Compared with the traditional double-screw processing method, the differential double-screw processing method can further improve the performance of the material. The two traditional double-screw screws have the same structure, and are different in certain phase angle during installation, so that the geometric space of fluid passing along the two screws in the advancing process is consistent, the transformation of the geometric shape of the fluid processing space is lacked, the reorientation effect of an interface in the shearing process is weakened, the mixing effect is limited, especially, most of the fluid in the middle of a screw groove still belongs to laminar flow mixing, and the interface is linearly increased along with time.
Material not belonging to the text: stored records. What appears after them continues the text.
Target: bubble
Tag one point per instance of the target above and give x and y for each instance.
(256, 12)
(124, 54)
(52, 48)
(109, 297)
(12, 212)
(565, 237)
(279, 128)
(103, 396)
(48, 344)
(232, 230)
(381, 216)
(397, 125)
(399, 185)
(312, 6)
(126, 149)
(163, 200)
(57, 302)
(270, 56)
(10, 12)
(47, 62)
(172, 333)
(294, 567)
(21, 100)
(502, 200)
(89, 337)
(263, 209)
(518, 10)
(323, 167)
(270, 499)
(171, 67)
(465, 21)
For halogen-free flame-retardant materials, one of the key points for improving the material performance is that the dispersibility does not generate an agglomeration phenomenon in the processing process and is uniformly dispersed in a continuous phase, the dispersion of the flame retardant is restricted by the traditional processing method, and in order to achieve higher flame-retardant performance and mechanical performance, a multi-step processing method is often adopted, for example, a master batch is prepared firstly or is granulated for multiple times, the energy consumption loss is large, the energy conservation, environmental protection and cost increase are not facilitated, the processing method can realize one-step forming, and the flame-retardant performance is greatly improved compared with the traditional processing method.
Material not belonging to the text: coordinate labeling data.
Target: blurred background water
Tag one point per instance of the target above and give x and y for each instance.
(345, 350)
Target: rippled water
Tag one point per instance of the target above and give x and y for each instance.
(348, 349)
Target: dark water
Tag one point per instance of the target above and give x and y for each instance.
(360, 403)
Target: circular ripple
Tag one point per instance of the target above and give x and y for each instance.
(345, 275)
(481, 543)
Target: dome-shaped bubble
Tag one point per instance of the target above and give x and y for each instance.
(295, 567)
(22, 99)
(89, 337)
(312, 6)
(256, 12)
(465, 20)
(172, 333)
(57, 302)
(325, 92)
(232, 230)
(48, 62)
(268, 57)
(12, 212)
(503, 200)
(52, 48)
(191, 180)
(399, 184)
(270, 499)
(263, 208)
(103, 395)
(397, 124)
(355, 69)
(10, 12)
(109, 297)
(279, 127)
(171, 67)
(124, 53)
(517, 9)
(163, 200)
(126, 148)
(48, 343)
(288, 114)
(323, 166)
According to some embodiments of the invention, the method specifically comprises the following steps:
1) mixing ABS and POE, adding intumescent flame retardant, halloysite nanotube and antioxidant, and mixing for 2-5 min;
2) setting the temperature of the differential double-screw extruder to be 165-200 ℃, and adding the mixed raw materials into the differential double-screw extruder for dispersion; the differential double-screw extruder comprises a single-head threaded rod and a double-head threaded rod, and the rotating speed of the single-head threaded rod is twice that of the double-head threaded rod.
In the present invention, the end face configuration of the differential twin-screw extruder is shown in (b) of fig. 1, the combined structure is shown in (b) of fig. 2, and the end face structure is described in detail in patent CN 103434113A. The rotation speed of the single-end threads on the left side is twice that of the double-end threads on the right side, the two screws rotate in a differential mode, the screws alternate between full and non-full along the way, the filling degree of the screw grooves of the left screw and the right screw is asymmetric, the flowing space of fluid in the screw grooves is constantly changed, meanwhile, the fluid is alternately stretched and sheared continuously, the reorientation effect of an interface is increased, and the inorganic flame retardant and the synergist are uniformly dispersed into the ABS.
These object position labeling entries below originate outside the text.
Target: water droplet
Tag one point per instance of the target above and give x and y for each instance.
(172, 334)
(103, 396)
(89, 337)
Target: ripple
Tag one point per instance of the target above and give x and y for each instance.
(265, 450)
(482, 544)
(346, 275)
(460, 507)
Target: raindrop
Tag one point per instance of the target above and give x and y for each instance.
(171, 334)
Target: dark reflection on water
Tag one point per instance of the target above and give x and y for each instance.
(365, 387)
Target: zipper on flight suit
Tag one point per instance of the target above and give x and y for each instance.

According to some embodiments of the invention, the method further comprises the step of pre-treating the feedstock: drying and sieving the halloysite nanotube; the intumescent flame retardant is dried for 4 hours at 70 ℃; the ABS is dried for 6 hours at 90 ℃; the POE was dried at 70 ℃ for 2 h.
The halogen-free flame-retardant ABS material prepared by the invention can be applied to products such as consumer robots, unmanned aerial vehicles, electric appliances and the like.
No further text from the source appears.